Search isn’t perfect. It probably never will be. Right now if you’re looking for targeted information that you’re not finding in the engine’s main index, try using one of the verticals. Use Google’s Book Search for your "God" query. You probably won’t get the Bible on the first page, but your results may be closer to what you’re looking for. With the engines indexing more and more, you have to learn to search smarter.
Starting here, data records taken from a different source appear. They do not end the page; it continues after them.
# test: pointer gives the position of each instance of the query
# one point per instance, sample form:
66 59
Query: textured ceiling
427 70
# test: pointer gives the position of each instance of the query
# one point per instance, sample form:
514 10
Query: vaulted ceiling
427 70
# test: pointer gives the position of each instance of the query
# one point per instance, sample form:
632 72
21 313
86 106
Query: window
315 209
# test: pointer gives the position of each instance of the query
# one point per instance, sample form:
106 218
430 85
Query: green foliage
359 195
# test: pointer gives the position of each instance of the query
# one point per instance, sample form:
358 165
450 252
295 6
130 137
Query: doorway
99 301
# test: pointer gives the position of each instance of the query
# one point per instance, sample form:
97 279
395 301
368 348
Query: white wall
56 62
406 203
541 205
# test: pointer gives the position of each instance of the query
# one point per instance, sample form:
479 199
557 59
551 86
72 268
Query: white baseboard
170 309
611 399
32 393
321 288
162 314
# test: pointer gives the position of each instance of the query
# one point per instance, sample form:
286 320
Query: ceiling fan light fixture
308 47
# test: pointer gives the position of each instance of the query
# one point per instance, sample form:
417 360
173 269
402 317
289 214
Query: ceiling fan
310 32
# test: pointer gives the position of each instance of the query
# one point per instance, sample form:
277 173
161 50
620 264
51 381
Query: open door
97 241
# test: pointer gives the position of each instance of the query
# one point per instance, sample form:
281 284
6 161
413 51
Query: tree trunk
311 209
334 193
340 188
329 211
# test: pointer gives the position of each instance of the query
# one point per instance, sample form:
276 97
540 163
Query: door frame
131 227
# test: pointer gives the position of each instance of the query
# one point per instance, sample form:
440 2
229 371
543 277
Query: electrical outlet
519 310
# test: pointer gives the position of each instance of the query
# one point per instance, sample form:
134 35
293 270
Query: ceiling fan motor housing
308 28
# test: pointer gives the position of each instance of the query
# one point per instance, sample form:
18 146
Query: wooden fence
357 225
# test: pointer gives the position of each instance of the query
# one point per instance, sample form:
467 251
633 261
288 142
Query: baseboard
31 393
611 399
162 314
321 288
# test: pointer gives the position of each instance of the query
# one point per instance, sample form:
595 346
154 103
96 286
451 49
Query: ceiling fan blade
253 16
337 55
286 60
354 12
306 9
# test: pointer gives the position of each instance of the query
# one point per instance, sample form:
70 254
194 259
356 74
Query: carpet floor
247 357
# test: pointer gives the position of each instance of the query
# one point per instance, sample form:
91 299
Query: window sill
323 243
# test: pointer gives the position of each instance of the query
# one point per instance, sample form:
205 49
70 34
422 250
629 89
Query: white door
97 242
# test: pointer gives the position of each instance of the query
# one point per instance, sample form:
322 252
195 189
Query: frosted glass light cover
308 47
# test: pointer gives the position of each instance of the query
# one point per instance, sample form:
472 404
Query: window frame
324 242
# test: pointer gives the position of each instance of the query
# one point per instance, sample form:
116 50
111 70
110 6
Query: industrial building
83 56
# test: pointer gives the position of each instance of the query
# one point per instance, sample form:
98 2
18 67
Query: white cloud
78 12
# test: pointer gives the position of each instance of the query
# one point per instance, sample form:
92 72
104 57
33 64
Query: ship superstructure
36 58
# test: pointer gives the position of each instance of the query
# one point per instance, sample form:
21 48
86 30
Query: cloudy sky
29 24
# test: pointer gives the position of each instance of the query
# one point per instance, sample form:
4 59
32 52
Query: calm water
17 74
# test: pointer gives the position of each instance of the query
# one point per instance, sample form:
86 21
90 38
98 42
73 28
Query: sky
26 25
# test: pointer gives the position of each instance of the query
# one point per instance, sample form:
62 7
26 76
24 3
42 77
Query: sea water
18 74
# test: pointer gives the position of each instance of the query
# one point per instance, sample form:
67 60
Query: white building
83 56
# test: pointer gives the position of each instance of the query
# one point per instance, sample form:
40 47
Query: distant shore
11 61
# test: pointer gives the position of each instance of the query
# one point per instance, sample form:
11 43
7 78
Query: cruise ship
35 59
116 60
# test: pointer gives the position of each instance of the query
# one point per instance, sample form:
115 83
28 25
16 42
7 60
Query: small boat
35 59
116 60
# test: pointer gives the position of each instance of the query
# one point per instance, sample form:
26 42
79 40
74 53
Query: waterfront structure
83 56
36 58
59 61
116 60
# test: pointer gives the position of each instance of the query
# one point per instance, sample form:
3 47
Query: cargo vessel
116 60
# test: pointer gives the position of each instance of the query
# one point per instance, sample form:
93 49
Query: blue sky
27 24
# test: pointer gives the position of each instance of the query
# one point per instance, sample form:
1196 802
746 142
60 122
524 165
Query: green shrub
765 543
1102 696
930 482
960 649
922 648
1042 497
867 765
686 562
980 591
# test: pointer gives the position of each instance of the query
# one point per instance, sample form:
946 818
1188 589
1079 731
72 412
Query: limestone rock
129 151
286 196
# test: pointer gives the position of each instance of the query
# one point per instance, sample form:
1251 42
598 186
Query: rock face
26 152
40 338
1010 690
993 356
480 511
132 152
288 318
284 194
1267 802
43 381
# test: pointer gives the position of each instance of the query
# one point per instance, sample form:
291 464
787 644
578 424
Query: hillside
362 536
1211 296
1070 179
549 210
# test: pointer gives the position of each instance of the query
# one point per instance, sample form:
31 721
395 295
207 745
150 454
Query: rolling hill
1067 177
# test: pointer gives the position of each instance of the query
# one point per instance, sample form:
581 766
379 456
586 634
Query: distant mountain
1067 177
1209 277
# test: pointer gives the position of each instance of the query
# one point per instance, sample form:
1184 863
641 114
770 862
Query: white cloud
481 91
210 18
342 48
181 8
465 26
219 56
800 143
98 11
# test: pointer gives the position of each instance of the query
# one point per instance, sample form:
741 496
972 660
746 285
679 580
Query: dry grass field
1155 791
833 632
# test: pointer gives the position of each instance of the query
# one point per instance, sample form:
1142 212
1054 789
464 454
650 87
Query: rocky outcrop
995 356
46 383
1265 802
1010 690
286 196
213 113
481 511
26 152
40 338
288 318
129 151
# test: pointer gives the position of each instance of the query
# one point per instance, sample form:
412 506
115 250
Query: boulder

There’s no way around that.
Reed does touch on something interesting when he quotes Oren Etzioni who says a solution for the Web’s current dilemma’ is to create "unsupervised information-extraction systems". Now before you go hurting yourself, I think that’s just geek speak for a search engine that understands sentences beyond basic keywords. Who wouldn’t love that?
According to Oren, Google and the University of Washington have already combined forces to develop such a system to help gives users accurate and authoritative information. I think it’ll be awhile before we see anything like that launched mainstream, but it’s cool to know it’s in the works.
Anyway, go read the article. You’re guaranteed a chuckle or two.